Este ano, o tradicional «uptober» não aconteceu, com o preço do Bitcoin (BTC) a cair 3,69% no fecho mensal. Retrospectiva desta decepção, que se apresenta como o pior mês de outubro desde 2014.
Bitcoin (BTC) cai 3,69% em outubro
Tradicionalmente, o preço do Bitcoin (BTC) apresenta-se em alta no mês de outubro, o que levou à popularização do famoso termo «uptober». Embora isso seja geralmente verdade, não é uma regra imutável, como ficou demonstrado pela terceira vez em 2025.
E por um bom motivo: embora o mês tenha começado bem, com uma alta histórica (ATH) acima de US$ 126.000 em 6 de outubro, o fechamento mensal foi marcado por uma queda de 3,69%, registrando o pior desempenho do BTC para um mês de outubro desde 2014:

Isso ilustra perfeitamente o ditado que diz que «o desempenho passado não é garantia de desempenho futuro». No entanto, é importante contextualizar essa queda mensal.

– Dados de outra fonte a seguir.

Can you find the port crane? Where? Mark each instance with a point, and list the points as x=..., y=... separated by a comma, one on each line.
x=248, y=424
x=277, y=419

Em primeiro lugar, tal desempenho está longe de ser catastrófico. Além disso, ele ocorre no contexto de uma recuperação de 565%, que dura desde janeiro de 2023:

Assim, são necessárias fases corretivas e, embora seja impossível prever quando, sabemos que, mais cedo ou mais tarde, ocorrerá uma queda, marcando o início de um mercado em baixa.
Mais concretamente, lembremos que o BTC, e com ele a maior parte do ecossistema criptográfico, sofreu turbulências durante o mês de outubro com o recrudescimento das tensões entre a China e os Estados Unidos, com Donald Trump a colocar novamente em cima da mesa a questão dos direitos aduaneiros.
Um impressionante crash ocorreu em 10 de outubro, mas os mercados parecem ter se acalmado, enquanto um acordo foi alcançado entre as duas potências mundiais.
Agora que novembro já começou, poderemos ver qual será o desempenho do BTC nas próximas semanas, já que este mês é historicamente aquele com a maior alta média, de 42,51%. Mais uma vez, porém, é importante não se prender aos padrões do passado e ter em mente que «o mercado está sempre certo».
Enquanto isso, o preço de um bitcoin é de US$ 110.250 no momento da redação deste artigo, um aumento de 0,35% nas últimas 24 horas.